When multiple comparisons between more than two groups were made, for example, between racial/ethnic groups, a Bonferroni adjustment to the significance level was used to ensure that the significance level for the tests as a group was at the .05 level. Generally, when multiple statistical comparisons are made, it becomes increasingly likely that an indication of a population difference is erroneous. Even when there is no difference in the population, at an alpha of .05, there is still a 5 percent chance of concluding that an observed t value representing one comparison in the sample is large enough to be statistically significant. As the number of comparisons increase, the risk of making such an erroneous inference also increases. The Bonferroni procedure corrects the significance (or alpha) level for the total number of comparisons made within a particular classification variable. For each classification variable, there are (K*(K-l)/2) possible comparisons (or nonredundant pairwise combinations), where K is the number of categories. The Bonferroni procedure divides the alpha level for a single t test by the number of possible pairwise comparisons in order to produce a new alpha level that is corrected for the fact that multiple contrasts are being made. As a result, the t value for a certain alpha level (e.g., .05) increases, which makes it more difficult to claim that the difference observed is statistically significant.

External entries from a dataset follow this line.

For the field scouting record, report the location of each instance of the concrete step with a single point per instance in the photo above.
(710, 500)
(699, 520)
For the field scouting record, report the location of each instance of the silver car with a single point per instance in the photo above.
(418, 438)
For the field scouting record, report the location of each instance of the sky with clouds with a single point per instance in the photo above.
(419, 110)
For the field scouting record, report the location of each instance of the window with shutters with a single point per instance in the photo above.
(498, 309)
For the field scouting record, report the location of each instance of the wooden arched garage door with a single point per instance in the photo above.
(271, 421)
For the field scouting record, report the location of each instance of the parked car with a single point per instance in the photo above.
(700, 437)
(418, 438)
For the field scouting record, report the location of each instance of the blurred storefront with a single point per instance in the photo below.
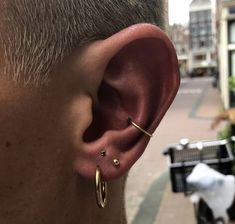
(202, 25)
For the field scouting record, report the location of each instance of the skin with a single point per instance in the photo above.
(50, 146)
(37, 156)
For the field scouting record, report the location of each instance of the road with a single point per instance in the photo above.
(185, 118)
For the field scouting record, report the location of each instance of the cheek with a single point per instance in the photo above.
(32, 147)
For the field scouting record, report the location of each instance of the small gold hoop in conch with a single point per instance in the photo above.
(101, 189)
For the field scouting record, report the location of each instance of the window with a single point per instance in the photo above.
(231, 32)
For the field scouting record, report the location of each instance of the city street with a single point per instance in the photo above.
(189, 116)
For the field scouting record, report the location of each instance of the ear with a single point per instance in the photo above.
(137, 76)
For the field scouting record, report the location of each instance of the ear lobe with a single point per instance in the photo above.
(140, 81)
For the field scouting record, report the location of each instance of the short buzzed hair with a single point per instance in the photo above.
(38, 34)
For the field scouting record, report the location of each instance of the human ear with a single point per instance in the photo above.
(136, 77)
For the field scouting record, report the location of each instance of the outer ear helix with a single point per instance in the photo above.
(139, 128)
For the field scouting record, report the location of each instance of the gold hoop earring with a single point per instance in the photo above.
(101, 189)
(139, 128)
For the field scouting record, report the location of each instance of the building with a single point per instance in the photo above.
(179, 35)
(226, 49)
(202, 26)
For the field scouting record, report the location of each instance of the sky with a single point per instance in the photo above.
(179, 11)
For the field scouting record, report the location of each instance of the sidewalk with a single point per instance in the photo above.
(177, 208)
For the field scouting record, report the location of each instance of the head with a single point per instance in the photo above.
(71, 73)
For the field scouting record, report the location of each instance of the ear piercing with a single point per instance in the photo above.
(139, 128)
(116, 162)
(103, 153)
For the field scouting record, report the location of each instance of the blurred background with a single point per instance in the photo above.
(203, 33)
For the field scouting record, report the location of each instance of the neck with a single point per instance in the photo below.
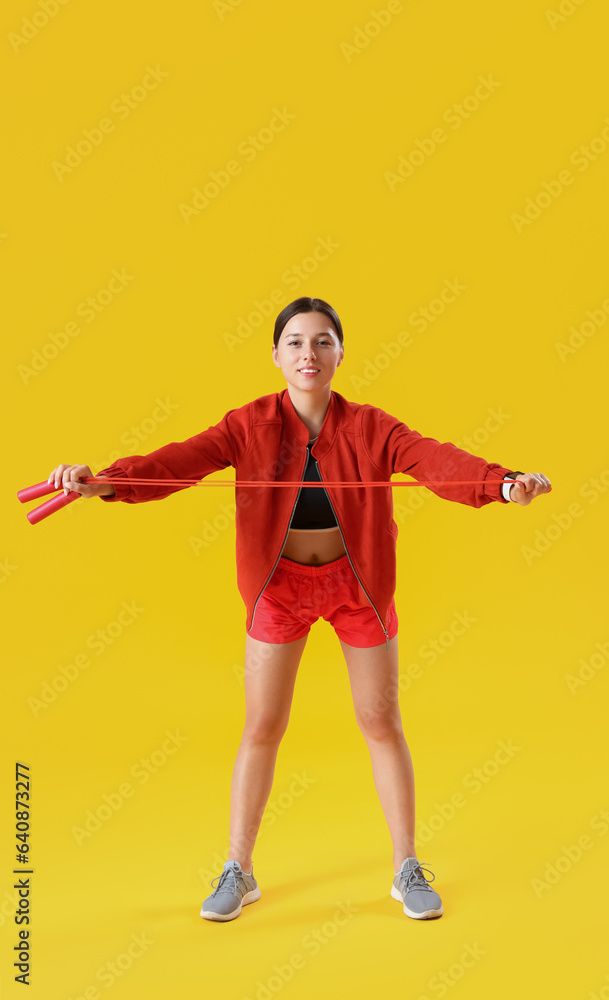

Finally, a linear trend test was used when a statement describing a linear trend, rather than the differences between two discrete categories, was made. This test allows one to examine whether, for example, the percentage of students using drugs increased (or decreased) over time or whether the percentage of students who reported being physically attacked in school increased (or decreased) with their age. Based on a regression with, for example, student's age as the independent variable and whether a student was physically attacked as the dependent variable, the test involves computing the regression coefficient (b) and its corresponding standard error (se). The ratio of these two (b/se) is the test statistic t. If t is greater than 1.96, the critical value for one comparison at the .05 alpha level, the hypothesis that there is a linear relationship between student's age and being physically attacked is not rejected.
 For detailed information about how the data were collected and analyzed, see S.P. Kachur et al., "School-Associated Violent Deaths in the United States, 1992 to 1994," Journal of the American Medical Association 275 (22) (1996): 1729-1733.